I came across some study notes regarding quadratic expressions and there is a solution that I am having a hard time understanding. In the study notes it is stated: "The variable x in the quadratic expression $ax^2 + bx$, where a is nonzero, may be isolated by the technique of completing the square". Then there is the following example give:
$$\displaystyle2x^2 + 3x = 2\left(x^2 + \frac{3x}{2}\right) = 2\left(x^2 + \frac{3x}{2} + \frac{9}{16} - \frac{9}{16}\right) = 2\left(x + \frac{3}{4}\right)^2 - \frac{9}{8}$$
What I am having a hard time understanding is in $2\left(x^2 + \frac{3x}{2}\right) = 2\left(x^2 + \frac{3x}{2} + \frac{9}{16} - \frac{9}{16}\right)$ where are the $+ 9/16$ and $- 9/16$ values coming from?

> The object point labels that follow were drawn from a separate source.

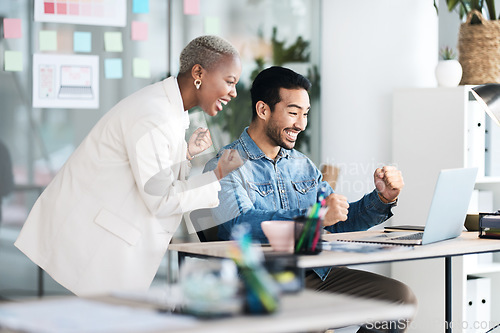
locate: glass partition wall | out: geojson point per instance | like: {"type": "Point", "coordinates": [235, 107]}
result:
{"type": "Point", "coordinates": [266, 32]}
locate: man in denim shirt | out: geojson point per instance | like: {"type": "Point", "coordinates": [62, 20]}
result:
{"type": "Point", "coordinates": [279, 183]}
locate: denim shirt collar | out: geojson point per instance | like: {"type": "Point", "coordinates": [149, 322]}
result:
{"type": "Point", "coordinates": [254, 152]}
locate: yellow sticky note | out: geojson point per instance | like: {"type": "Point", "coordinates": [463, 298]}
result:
{"type": "Point", "coordinates": [113, 41]}
{"type": "Point", "coordinates": [48, 40]}
{"type": "Point", "coordinates": [13, 61]}
{"type": "Point", "coordinates": [141, 68]}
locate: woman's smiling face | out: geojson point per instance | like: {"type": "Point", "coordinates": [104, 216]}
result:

As noticed in the comments, the $\frac 9{16}$ is found by inspection from the $\frac 3{2}x$ term in such way that
$$2 \cdot \sqrt{\frac 9{16}}\cdot x= \frac 3{2}x$$
indeed
$$(x+c)^2=x^2+2cx+c^2$$
Therefore, in general, to complete the square starting from $ax^2+bx$ we can proceed as follows
$$ax^2+ bx=a\left(x^2+\frac b ax\right)=a\left(x^2+\frac b ax+c^2\right)-ac^2=a\left[(x+ c)^2-c^2\right]$$
such that
$$2c=\frac b a \implies c=\frac{b}{2a}\quad c^2=\frac{b^2}{4a^2}$$